Still not convinced this means you? Let’s finish up by going through most of the next chapter–and apply it to yourself. Don’t excuse yourself, or say it was meant for someone else, because we all do this stuff; really think about it:
“You, therefore, have no excuse, you who pass judgment on someone else [this was written specifically to those Israelites, but it is true for anyone, because we all look down on someone at some point in our life] for at whatever point you judge another, you are condemning yourself, because you who pass judgment do the same things [maybe not literally always the same things, but we all sin in one way or another]. Now we know that God’s judgment against those who do such things is based on truth.

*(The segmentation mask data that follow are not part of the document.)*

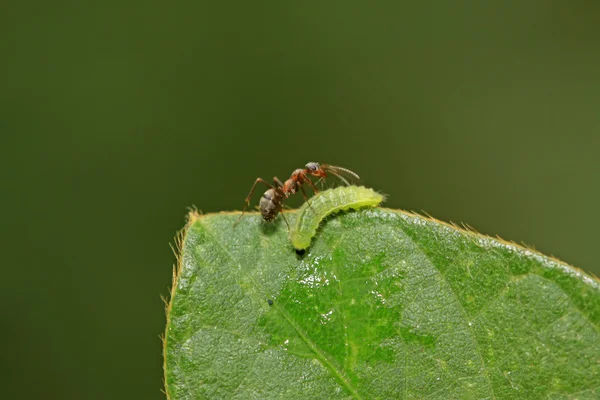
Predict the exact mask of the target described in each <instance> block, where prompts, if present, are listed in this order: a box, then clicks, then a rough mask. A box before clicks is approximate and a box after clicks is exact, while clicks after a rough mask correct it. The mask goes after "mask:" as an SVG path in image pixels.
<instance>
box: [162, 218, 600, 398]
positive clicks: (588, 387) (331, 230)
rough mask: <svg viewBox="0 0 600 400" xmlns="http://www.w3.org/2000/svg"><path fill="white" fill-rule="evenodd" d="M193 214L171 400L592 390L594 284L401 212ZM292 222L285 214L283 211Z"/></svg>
mask: <svg viewBox="0 0 600 400" xmlns="http://www.w3.org/2000/svg"><path fill="white" fill-rule="evenodd" d="M238 216H239V214H210V215H203V216H200V215H197V214H192V215H191V219H190V223H189V224H188V226H187V228H186V230H185V231H184V234H183V237H182V242H181V249H180V251H181V252H180V260H179V261H180V263H179V268H178V273H177V275H176V277H175V279H174V284H173V289H172V293H171V295H172V298H171V302H170V303H169V305H168V307H167V312H168V315H167V321H168V322H167V330H166V335H165V380H166V382H165V383H166V390H167V393H168V396H169V397H170V398H171V399H172V400H175V399H222V398H225V399H231V398H233V399H274V398H277V399H313V398H315V399H375V398H378V399H391V398H399V399H404V398H406V399H409V398H419V399H420V398H428V399H449V398H453V399H458V398H460V399H482V398H498V399H506V398H513V399H525V398H527V399H536V398H552V399H574V398H581V399H583V398H589V399H592V398H594V399H596V398H599V397H600V389H599V387H600V336H599V327H598V325H599V322H600V284H599V282H598V281H597V280H596V279H595V278H591V277H589V276H587V275H585V274H584V273H582V272H581V271H579V270H576V269H574V268H573V267H570V266H568V265H566V264H564V263H562V262H560V261H557V260H555V259H552V258H549V257H546V256H543V255H540V254H538V253H536V252H534V251H531V250H528V249H525V248H522V247H519V246H517V245H514V244H510V243H507V242H504V241H501V240H496V239H491V238H488V237H485V236H482V235H479V234H477V233H474V232H467V231H464V230H461V229H458V228H456V227H452V226H450V225H447V224H444V223H441V222H439V221H435V220H432V219H429V218H424V217H422V216H418V215H413V214H408V213H405V212H401V211H395V210H386V209H371V210H362V211H358V212H349V213H345V214H339V215H336V216H335V217H333V218H330V219H329V220H327V221H326V222H325V223H324V224H323V226H322V228H321V230H320V231H319V232H318V233H317V235H316V237H315V238H314V240H313V242H312V245H311V247H310V248H309V249H308V250H307V251H306V253H305V254H304V255H298V254H296V252H295V251H294V250H293V248H292V245H291V243H290V241H289V238H288V232H287V229H286V226H285V224H284V223H283V222H282V221H281V218H278V219H277V221H276V222H275V223H274V224H271V225H268V224H265V223H263V222H262V221H261V219H260V216H258V215H256V214H254V215H250V216H247V217H245V218H244V219H243V220H242V222H241V223H240V224H239V225H238V226H237V227H236V228H233V223H234V221H235V220H236V219H237V218H238ZM286 217H287V218H288V220H289V221H290V223H291V224H293V222H294V220H295V217H296V213H295V212H289V213H286Z"/></svg>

So when you, a mere human being, pass judgment on them and yet do the same things, do you think you will escape God’s judgment? Or do you show contempt for the riches of his kindness, forbearance and patience, not realizing that God’s kindness is intended to lead you to repentance? But because of your stubbornness and your unrepentant heart, you are storing up wrath against yourself for the day of God’s wrath, when his righteous judgment will be revealed. God “will repay each person according to what they have done.” To those who by persistence in doing good seek glory, honor and immortality, he will give eternal life. But for those who are self-seeking and who reject the truth [that there is forgiveness through Christ when we repent] and follow evil, there will be wrath and anger. There will be trouble and distress for every human being who does evil: first for the Jew, then for the Gentile; but glory, honor and peace for everyone who does good: first for the Jew, then for the Gentile. For God does not show favoritism. All who sin apart from the law will also perish apart from the law, and all who sin under the law will be judged by the law. For it is not those who hear the law who are righteous in God’s sight, but it is those who obey the law who will be declared righteous. (Indeed, when Gentiles, who do not have the law, do by nature things required by the law, they are a law for themselves, even though they do not have the law. They show that the requirements of the law are written on their hearts, their consciences also bearing witness, and their thoughts sometimes accusing them and at other times even defending them.) This will take place on the day when God judges people’s secrets through Jesus Christ, as my gospel declares.” (Romans 2:1-16 NIV)
So how does this connect with salvation through faith in Christ? True faith leads us to repentance, to a turning away from any sin we are aware of. Our works do not save us–they cannot, because “all our works are as filthy rags” and acceptance and forgiveness is because of Christ alone–but repentance is evidence of our faith. Those who stubbornly continue doing wrong do not appear to have Biblical faith.
Help me not “show contempt for the riches of…[Your] kindness, forbearance and patience;” help me realize “that…[Your] kindness is intended to lead…[me] to repentance.” Amen.